= Dark matter (economics) =

Dark matter is a term coined by Federico Sturzenegger and Ricardo Hausmann to refer to the 'invisible' assets that explain the difference between official estimates of the U.S. current account, and estimates based on the actual return on the U.S. net financial position. Specifically, the U.S. Bureau of Economic Analysis (BEA) estimated the net U.S. current account deficit to be 2.5 trillion in 2004. However, according to Sturzenegger and his colleague Ricardo Hausmann, the U.S. current account deficit cannot in reality be as high as it is estimated to be: otherwise, the U.S. would be paying large amounts of interests on its debt. This does not seem to be the case: net income in 2004 was still a positive 30 billion, which is not lower than it was in 1980, before the U.S. built up its current account deficit. Thus, the authors argue that the "real" cumulative current account between 1980 and 2004 had in fact been positive, and that somehow a large amount of (foreign) assets are being left out of the calculations.

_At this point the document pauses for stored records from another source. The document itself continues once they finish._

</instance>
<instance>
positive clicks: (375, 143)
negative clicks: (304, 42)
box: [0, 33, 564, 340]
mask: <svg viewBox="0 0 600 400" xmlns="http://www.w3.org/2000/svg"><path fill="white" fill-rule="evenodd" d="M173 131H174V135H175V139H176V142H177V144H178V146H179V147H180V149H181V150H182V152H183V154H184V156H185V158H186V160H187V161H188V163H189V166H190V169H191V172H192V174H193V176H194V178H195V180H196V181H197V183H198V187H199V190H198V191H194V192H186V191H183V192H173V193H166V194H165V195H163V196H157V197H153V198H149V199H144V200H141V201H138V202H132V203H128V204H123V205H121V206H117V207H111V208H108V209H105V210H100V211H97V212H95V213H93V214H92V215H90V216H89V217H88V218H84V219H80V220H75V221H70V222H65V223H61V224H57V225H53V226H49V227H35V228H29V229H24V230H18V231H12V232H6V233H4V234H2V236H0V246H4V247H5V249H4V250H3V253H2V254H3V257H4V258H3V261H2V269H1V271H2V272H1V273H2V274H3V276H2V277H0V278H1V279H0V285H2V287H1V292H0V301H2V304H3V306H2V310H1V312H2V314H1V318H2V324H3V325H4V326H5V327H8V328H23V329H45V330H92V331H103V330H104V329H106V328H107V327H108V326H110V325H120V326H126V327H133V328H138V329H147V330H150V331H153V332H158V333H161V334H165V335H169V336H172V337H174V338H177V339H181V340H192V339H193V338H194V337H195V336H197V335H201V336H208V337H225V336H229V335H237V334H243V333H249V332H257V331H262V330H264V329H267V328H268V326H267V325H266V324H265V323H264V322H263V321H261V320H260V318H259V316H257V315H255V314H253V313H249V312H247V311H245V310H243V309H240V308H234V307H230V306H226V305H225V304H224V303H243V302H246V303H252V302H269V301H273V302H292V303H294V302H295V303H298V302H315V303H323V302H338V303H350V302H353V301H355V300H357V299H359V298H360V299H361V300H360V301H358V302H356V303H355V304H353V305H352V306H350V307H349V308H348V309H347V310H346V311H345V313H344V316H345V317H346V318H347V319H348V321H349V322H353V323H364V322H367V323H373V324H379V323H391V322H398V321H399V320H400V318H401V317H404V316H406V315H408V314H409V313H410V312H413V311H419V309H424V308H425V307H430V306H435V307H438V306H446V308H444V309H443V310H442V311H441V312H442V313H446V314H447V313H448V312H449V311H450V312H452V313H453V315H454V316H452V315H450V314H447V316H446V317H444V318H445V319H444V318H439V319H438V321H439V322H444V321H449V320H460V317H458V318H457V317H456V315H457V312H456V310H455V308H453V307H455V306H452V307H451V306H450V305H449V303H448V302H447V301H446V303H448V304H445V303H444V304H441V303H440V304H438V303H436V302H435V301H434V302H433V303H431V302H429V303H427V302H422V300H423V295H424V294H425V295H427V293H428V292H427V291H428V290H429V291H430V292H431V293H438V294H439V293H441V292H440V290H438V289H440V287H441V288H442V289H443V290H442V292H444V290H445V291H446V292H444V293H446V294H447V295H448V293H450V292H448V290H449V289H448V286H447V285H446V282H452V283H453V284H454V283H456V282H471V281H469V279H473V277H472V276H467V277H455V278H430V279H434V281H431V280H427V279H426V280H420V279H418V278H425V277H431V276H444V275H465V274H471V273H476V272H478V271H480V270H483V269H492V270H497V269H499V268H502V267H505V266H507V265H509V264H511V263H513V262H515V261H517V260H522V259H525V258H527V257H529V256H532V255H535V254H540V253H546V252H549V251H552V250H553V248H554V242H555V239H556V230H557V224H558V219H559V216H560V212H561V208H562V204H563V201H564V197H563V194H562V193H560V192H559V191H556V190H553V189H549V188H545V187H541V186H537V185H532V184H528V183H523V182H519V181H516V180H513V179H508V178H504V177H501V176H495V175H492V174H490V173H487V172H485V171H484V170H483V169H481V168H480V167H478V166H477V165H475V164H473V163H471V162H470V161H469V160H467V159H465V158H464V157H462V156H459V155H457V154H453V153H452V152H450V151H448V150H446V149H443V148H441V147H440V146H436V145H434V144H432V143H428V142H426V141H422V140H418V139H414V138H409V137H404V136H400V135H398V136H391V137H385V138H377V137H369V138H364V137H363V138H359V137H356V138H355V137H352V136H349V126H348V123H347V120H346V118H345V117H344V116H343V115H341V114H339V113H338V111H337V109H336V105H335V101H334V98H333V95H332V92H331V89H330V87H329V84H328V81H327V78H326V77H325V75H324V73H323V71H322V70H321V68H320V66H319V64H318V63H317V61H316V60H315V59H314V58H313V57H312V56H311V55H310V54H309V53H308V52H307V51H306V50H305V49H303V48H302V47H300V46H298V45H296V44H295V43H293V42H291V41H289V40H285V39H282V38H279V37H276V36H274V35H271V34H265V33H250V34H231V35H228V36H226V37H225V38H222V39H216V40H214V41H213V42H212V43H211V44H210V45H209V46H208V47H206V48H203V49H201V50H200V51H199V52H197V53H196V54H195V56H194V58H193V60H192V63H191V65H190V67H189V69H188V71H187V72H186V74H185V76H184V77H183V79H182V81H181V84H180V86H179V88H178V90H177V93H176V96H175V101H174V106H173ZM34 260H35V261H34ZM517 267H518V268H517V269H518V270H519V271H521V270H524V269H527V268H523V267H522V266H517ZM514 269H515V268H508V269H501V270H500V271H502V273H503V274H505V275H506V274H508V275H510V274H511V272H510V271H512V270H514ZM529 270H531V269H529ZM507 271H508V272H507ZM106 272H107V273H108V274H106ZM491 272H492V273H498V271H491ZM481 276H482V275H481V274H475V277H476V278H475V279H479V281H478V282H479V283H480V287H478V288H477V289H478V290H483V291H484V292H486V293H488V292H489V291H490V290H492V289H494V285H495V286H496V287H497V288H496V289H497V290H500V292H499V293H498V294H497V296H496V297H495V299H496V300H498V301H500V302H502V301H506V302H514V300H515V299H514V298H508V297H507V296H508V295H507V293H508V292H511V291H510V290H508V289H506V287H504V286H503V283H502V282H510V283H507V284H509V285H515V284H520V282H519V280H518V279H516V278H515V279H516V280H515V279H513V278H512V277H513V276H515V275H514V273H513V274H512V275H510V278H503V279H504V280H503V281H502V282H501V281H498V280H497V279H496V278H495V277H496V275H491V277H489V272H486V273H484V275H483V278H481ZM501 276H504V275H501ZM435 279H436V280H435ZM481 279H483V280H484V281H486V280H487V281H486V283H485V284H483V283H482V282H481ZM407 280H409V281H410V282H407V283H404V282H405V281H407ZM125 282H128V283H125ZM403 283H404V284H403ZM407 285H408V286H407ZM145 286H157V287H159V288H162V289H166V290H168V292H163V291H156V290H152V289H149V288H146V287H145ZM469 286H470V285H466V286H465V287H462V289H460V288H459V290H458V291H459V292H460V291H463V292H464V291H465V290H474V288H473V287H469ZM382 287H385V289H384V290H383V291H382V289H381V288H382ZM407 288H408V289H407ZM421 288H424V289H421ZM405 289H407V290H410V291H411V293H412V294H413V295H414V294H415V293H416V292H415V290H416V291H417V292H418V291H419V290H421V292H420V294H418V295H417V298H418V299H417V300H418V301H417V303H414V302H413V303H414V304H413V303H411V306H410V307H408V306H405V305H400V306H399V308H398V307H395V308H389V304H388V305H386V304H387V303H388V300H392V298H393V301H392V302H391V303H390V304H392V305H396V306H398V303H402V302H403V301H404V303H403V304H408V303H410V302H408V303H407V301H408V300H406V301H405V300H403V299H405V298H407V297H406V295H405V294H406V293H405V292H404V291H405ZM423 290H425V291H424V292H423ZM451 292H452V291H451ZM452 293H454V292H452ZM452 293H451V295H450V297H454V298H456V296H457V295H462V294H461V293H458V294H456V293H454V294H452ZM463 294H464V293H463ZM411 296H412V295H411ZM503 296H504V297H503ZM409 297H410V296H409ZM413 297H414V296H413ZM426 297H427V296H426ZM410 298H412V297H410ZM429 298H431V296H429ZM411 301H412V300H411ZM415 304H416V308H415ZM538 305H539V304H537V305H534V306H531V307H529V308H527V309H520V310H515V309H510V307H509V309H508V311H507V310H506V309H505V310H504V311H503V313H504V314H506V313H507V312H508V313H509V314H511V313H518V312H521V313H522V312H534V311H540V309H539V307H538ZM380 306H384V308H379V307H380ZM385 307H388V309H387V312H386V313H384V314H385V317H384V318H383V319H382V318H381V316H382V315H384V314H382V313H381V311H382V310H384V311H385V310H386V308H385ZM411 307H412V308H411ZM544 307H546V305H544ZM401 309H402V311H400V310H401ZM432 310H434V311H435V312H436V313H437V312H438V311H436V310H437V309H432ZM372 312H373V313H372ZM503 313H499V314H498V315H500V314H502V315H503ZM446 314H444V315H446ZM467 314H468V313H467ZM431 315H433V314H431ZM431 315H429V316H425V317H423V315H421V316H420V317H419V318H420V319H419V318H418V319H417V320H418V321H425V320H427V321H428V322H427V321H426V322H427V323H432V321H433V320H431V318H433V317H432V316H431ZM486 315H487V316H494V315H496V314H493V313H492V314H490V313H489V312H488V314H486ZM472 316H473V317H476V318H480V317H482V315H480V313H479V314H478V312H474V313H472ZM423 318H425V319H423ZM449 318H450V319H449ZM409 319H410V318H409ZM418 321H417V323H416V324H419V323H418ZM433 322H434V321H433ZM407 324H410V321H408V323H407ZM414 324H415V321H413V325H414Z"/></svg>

The suggested source of this "missing wealth" is dark matter, resulting from the unaccounted export of ideas and other services (such as insurance or liquidity) from the U.S. to other economies. The two authors claim that the U.S. has significant exports, mainly of business know-how bundled with its Foreign direct investment, that do not show up in official trade statistics. These exports increase the real value of its foreign assets, and thus lower the real size of the deficit. Therefore, they argue, there is less reason to worry about the U.S. financial position than is usually assumed. In addition, this dark matter in the U.S. current account also has implications for the accounts of other countries, which have been inadvertently accruing liabilities by importing know-how.

The idea of dark matter has not gone without criticism. First, Willem Buiter has argued that dark matter should result in a higher rate of return on U.S. external assets than on U.S. external liabilities. However, he claims, there is no convincing evidence that this is the case. Second, the U.S. income from dark matter seems to vary enormously from year to year, even though it stems from permanent characteristics of the U.S. economy like the export of know-how. Lastly, Mathew Higgins, Thomas Klitgaard,
and Cedric Tille agree with the assertion that U.S. foreign assets are currently undervalued. However, they argue that more important, U.S. foreign liabilities are overvalued. Thus, The U.S. has fewer foreign liabilities than is currently assumed; this fact (rather than dark matter) explains the unexpectedly high net income. In a 2007 article, Hausmann and Sturzenegger respond to some of these critiques, defending the existence and function of dark matter.